What do you believe, if any, is the role/responsibility of a poet within the community? You know, I’m still tryna figure that out. I think it depends on the poems. Are they quiet? Unassuming? Are they “let me out loud”? Grab you by the grab-ables? Poets are torchbearers. We shed light. We cast shadows. We start fires.

In your opinion, does poetry suffer from capitalism?
I think it’s more that capitalism suffers poetry.

What I mean to ask is do you think a poet can stay true to his or herself while at the same time making a profit off poetry?  America has a corporate culture saturated in greeting cards and jingles, what influence if any do you think capitalism has on the art form of poetry?  I’ve been spinning in these questions since faced with the task of asking poets to speak their art for free.  I can’t help but to feel as though some poets have sold out when we should, in fact, be offering our poetry to the community for free to regain society as a champion of verse.
Unless I win some outlandish award when I’m 56 or 74 or something when I’m far balder than I am right now, I don’t think I’ll ever make a financial profit from poetry. I’m not doing it for the money. I’m doing it for the harmony. My inner self. I can say that, without a doubt, I am 100% staying true to myself. Poems, editing, revising, rewriting, doing readings, making book trailers for youtube, hawking concrete poetry t-shirts, exploring visual poetry, crafting broadsides, typing up goofy facebook posts, sending out submissions, receiving rejection slips, signing a book for someone after a reading, etc. We have hands, but we also have fingers extending from those hands.

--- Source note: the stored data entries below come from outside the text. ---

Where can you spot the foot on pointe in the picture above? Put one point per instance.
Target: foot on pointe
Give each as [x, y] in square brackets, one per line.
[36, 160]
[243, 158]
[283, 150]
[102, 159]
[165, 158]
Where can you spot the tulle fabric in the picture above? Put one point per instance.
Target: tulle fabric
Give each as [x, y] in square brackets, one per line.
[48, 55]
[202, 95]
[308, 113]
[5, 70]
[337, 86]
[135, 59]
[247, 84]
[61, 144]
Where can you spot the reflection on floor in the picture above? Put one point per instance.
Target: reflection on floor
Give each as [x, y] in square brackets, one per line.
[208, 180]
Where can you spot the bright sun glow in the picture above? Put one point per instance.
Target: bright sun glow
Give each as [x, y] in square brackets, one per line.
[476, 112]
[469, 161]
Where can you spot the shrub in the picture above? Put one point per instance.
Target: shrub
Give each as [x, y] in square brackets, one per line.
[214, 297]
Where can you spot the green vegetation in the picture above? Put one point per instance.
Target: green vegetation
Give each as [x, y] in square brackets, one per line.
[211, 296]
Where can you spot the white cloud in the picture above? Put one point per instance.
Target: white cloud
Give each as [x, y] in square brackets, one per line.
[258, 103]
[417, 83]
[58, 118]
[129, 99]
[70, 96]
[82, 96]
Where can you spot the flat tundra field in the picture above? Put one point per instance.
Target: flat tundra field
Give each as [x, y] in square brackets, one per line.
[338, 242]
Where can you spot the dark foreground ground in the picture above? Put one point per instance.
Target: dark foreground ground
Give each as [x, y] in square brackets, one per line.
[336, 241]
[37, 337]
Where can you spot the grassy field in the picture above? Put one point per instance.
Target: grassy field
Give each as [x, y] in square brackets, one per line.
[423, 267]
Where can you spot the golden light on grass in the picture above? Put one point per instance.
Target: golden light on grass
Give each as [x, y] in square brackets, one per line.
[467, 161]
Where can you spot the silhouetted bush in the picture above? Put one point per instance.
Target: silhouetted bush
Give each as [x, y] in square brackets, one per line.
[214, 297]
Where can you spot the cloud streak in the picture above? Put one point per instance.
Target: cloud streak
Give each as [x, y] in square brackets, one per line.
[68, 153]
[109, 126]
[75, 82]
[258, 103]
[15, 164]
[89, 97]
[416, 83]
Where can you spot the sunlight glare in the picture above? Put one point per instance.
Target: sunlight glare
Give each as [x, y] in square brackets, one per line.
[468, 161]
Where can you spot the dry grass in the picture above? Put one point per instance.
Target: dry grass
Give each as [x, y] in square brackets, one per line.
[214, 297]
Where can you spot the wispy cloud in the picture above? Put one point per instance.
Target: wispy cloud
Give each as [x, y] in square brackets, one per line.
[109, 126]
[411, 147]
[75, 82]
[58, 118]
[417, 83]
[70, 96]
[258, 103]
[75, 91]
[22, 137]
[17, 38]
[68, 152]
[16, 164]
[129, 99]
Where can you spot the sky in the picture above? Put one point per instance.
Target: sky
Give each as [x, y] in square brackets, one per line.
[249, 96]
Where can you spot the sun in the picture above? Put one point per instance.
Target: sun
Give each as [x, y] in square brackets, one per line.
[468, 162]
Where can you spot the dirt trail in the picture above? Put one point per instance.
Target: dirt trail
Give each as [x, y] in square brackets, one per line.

What can we do as poets to bridge the chasm between the academic (some would say elitist) realm of published poets and the sphere of unrecognized poets who are distributing poetry in zines, chapbooks, etc? (the have and the have-nots of poetry).
Let’s all just keep writing poems. You keep writing poems. And I’ll keep writing poems. And our friends will keep writing poems. And as long as we all just keep writing Poetry, everything should be alright and right to write MORE POETRY.